Regex to "normalize" usage of SPACE after . , : chars (and some exceptions)

November 14, 2021

I need to normalize some texts (product descriptions) in regard to the correct usage of .,,,: symbols (no space before and one space after)

The regex I’ve come up with is this:

$variation['DESCRIPTION'] = preg_replace('#\s*([:,.])\s*(?!<br />)#', '$1 ', $variation['DESCRIPTION']);

The problem is that this matches three cases it shouldn’t touch:

Any decimal number, like 5.5
Any thousand separator, like 4,500
A "fixed" phrase in Greek, ό,τι

Especially for the numeric exception, I know it can be achieved with some negative lookahead/lookbehind but unfortunately I can’t combine them in my current pattern.

This is a fiddle for you to check (the cases that shouldn’t be matched are in lines 2, 3, 4).
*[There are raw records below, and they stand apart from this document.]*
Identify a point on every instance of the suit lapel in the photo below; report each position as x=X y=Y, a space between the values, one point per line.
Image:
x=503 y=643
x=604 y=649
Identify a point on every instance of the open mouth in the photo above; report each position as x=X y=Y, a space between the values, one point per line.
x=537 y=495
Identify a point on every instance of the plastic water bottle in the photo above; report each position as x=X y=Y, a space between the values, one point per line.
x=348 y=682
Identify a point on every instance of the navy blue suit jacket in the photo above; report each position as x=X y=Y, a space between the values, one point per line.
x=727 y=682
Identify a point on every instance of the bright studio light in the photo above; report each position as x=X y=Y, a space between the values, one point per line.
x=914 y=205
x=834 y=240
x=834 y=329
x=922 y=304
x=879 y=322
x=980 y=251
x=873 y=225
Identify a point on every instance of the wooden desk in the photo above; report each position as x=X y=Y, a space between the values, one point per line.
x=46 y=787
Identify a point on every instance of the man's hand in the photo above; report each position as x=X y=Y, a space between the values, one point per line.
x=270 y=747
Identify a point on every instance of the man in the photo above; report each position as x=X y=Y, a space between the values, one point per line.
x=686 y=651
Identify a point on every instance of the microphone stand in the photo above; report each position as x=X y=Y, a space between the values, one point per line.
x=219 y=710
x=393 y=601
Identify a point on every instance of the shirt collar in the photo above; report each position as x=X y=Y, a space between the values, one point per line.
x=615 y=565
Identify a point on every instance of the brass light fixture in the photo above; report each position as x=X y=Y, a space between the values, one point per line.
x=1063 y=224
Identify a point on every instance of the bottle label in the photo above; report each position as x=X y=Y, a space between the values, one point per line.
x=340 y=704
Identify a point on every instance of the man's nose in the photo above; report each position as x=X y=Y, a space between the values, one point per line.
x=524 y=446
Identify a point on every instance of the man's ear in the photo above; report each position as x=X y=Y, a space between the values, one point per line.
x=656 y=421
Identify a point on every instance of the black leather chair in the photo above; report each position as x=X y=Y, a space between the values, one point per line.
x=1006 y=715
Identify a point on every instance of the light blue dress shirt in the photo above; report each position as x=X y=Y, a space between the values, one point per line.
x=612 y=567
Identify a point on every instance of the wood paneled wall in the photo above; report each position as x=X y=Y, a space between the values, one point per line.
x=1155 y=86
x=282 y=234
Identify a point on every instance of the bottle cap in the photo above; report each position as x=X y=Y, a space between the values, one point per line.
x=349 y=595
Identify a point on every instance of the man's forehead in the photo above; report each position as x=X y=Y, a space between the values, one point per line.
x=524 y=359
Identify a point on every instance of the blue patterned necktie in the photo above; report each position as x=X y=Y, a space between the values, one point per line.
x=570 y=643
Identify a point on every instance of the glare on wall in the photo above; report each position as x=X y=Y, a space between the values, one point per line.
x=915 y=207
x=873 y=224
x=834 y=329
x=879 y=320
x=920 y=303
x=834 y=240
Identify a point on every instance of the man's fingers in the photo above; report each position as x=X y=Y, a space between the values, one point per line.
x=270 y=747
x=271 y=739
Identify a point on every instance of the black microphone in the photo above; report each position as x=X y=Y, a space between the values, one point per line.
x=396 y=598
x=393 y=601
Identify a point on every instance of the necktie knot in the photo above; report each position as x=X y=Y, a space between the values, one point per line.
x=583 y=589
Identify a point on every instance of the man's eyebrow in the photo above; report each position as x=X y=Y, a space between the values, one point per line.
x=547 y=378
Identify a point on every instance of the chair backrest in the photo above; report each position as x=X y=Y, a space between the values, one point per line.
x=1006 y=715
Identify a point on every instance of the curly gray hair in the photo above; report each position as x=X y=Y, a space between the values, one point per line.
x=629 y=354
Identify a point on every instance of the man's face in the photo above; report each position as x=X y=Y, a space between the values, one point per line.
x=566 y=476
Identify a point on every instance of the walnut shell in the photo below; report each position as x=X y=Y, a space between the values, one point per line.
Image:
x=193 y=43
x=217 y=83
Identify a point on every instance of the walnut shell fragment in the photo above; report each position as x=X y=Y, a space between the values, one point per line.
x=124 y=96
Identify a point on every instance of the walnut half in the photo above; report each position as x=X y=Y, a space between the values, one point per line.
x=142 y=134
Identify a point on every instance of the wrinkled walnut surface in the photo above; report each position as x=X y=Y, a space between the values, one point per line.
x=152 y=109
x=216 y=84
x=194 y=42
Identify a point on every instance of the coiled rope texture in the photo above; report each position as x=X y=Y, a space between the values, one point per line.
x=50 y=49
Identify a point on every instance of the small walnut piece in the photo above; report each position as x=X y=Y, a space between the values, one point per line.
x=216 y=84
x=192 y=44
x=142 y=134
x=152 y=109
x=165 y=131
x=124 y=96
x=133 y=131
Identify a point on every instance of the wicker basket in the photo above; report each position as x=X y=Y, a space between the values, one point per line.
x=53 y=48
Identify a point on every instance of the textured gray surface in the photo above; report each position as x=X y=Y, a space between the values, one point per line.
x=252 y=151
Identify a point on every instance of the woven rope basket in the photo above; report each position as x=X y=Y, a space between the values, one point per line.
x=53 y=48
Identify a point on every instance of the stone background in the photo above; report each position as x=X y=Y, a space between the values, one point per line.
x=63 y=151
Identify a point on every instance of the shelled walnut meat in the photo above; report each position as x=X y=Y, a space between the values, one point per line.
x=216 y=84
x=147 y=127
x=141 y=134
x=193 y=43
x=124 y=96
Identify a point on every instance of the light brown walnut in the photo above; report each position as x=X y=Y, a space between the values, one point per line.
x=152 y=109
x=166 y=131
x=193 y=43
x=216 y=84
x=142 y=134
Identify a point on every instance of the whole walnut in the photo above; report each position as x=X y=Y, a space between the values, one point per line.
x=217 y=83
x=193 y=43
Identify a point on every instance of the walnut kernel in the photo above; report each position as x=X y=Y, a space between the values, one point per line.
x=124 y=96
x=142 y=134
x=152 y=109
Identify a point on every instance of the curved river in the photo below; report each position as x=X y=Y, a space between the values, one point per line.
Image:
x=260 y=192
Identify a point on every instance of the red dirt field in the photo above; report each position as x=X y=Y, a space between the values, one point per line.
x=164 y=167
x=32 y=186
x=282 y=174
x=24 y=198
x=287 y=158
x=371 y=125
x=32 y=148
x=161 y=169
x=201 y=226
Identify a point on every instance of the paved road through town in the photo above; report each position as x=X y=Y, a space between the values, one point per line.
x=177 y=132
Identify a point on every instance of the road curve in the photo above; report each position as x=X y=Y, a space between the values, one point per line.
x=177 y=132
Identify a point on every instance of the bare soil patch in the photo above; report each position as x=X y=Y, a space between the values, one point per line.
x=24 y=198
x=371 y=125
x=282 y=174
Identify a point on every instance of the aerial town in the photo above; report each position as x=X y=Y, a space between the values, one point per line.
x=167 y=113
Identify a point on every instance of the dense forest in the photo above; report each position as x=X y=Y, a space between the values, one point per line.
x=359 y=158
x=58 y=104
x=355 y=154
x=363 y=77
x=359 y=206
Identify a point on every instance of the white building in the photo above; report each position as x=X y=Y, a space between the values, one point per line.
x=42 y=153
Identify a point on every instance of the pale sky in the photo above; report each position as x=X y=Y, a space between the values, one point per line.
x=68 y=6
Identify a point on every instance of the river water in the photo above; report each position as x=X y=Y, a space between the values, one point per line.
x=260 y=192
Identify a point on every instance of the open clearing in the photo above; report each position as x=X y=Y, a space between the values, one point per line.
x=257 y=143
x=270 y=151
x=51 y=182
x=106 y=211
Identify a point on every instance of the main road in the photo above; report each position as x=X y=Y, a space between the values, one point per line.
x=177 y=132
Any help will be very much appreciated! TIA

>Solution :

You can add two lookaheads containing lookbehinds:

\s*([:,.])(?!(?<=ό,)τι)(?!(?<=\d.)\d)(?!\s*<br\s*/>)\s*

See the regex demo. Note that I also added \s* to the last lookahead and swapped it with the consuming \s* to fail the match if there is <br/> after any zero or more whitespaces after the :, , or ..

Details

\s* – zero or more whitespaces
([:,.]) – Group 1: a :, , or .
(?!(?<=ό,)τι) – fail the match if the next two chars are τι preceded with ό,
(?!(?<=\d.)\d) – fail the match if the next char is a digit preceded with a digit and any char (note that a . is enough since the [:,.] already match the char allowed/required, here, we just need to "jump" over that matched char)
(?!\s*<br\s*/>) – a negative lookahead that fails the match if there are zero or more whitespaces, <br, zero or more whitespaces, /> immediately to the right of the current location.
\s* – zero or more whitespaces.